IRRITATED beyond measure. Maybe it’s the heat, certainly it’s something to do with the Wire’s winning streak coming to an end (at Widnes of all places).

Another shocker from homegrown referee Phil Bentham (basketball anyone?) might have many praying for the reinstatement of the old form, which prevented local officials from being allocated fixtures within their domains.

But aside from Mr B’s arbitary use of the video equipment (and steadfast refusal to make rulings on matters just inches from his nose), we would still have succumbed, as painful as that is to type.

Perhaps it was the incessant chatter from the cast of Loose Women’s mums, assembled behind our Away Day Crew, which added to my prevailing irrational mood.

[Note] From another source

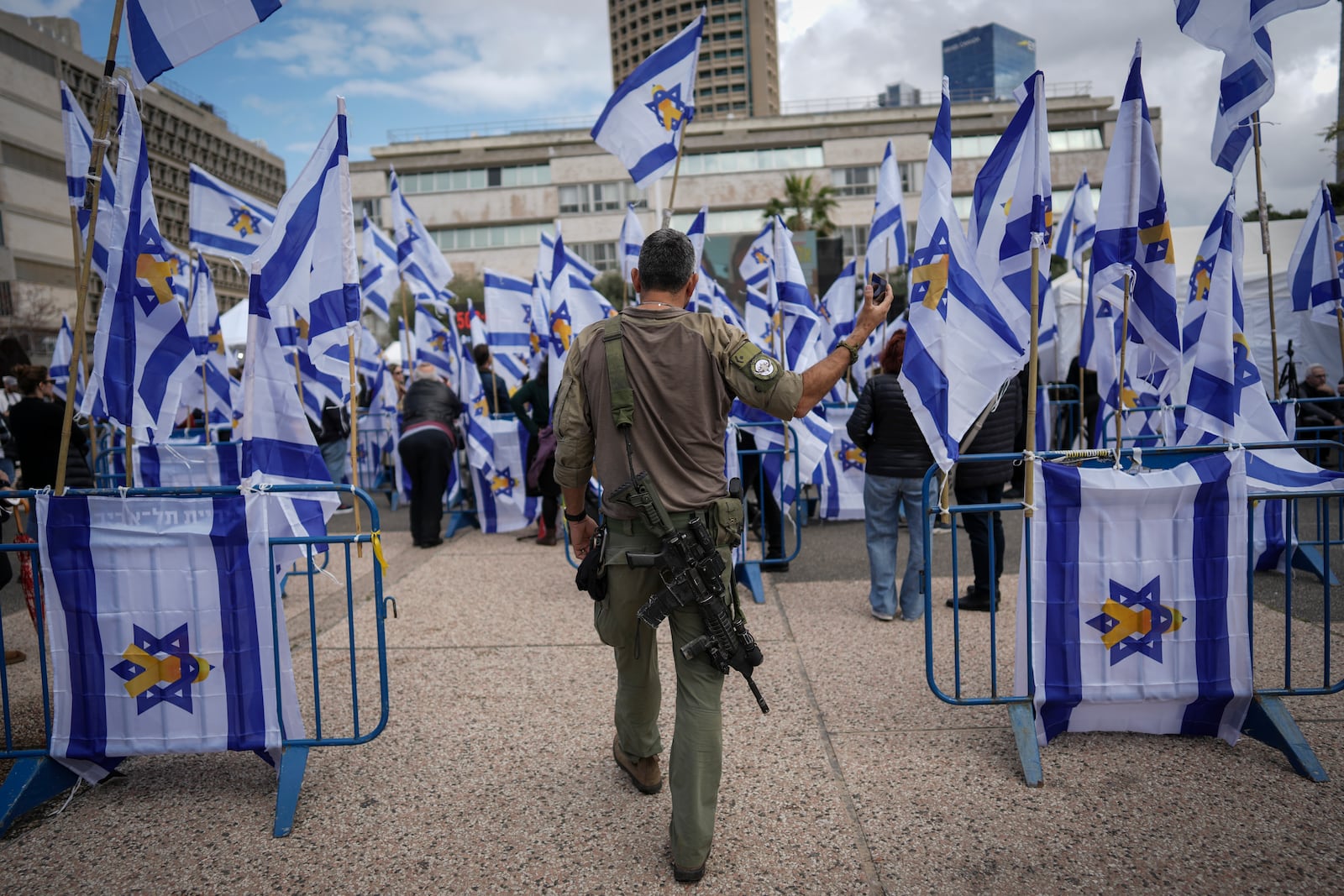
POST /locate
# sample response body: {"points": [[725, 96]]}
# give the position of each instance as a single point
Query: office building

The adoption of our own new ‘alley-alley-ooh’ chant - a blatant football steal to begin with - was a fairly fresh niggle, being even more annoying than Wigan’s equally nerve-shredding equivalent. Makes the Monaghan chant sound like early Beethoven.

Of course it goes without saying that the rising thermometer has heralded the increased exposure of acres of flesh, and the latest additions to Warrington’s pantheon of crap tattoos become apparent, for skinny runts and ‘roid monkeys alike, a recurring thorn in the side.

And so it was with this spirit of calm that I scanned through my copy of Private Eye and came across an interesting item, concerning the horrific murder of Garry Newlove and one of the protagonists, Jordan Cunliffe.

The question of Cunliffe’s conviction has been brought into focus again as Jimmy McGovern has used the Newlove case, and others, to form the backbone of his new drama, Common, centred around the issue of joint enterprise crimes.

Cunliffe’s campaigners, including mother Janet, are contending that the then-19-year-old’s failing eyesight, caused by a condition known as keratoconus, meant he would have had only a hazy idea what was going on that night in Station Road.

McGovern has described Cunliffe as a ‘wholly innocent boy’, which could be stretching thing a little when you consider the teenager was close enough to the violence to end up with the blood of Garry Newlove’s daughter Zoe on his clothing. And an appeal in 2010, on not dissimilar grounds, was unsuccessful.

I’m not entirely convinced by the their reasoning but you should never discount anything without a fair hearing.

If Guardian readers watch the drama Common, still available on the BBC’s I-Player, or read the ‘Justice4JordanCunliffe’ website, they may come to their own view.

And if anyone feels that raising this thought-provoking matter is out of line, then I’ll look forward to the predictable tirade of abuse via the usual channels.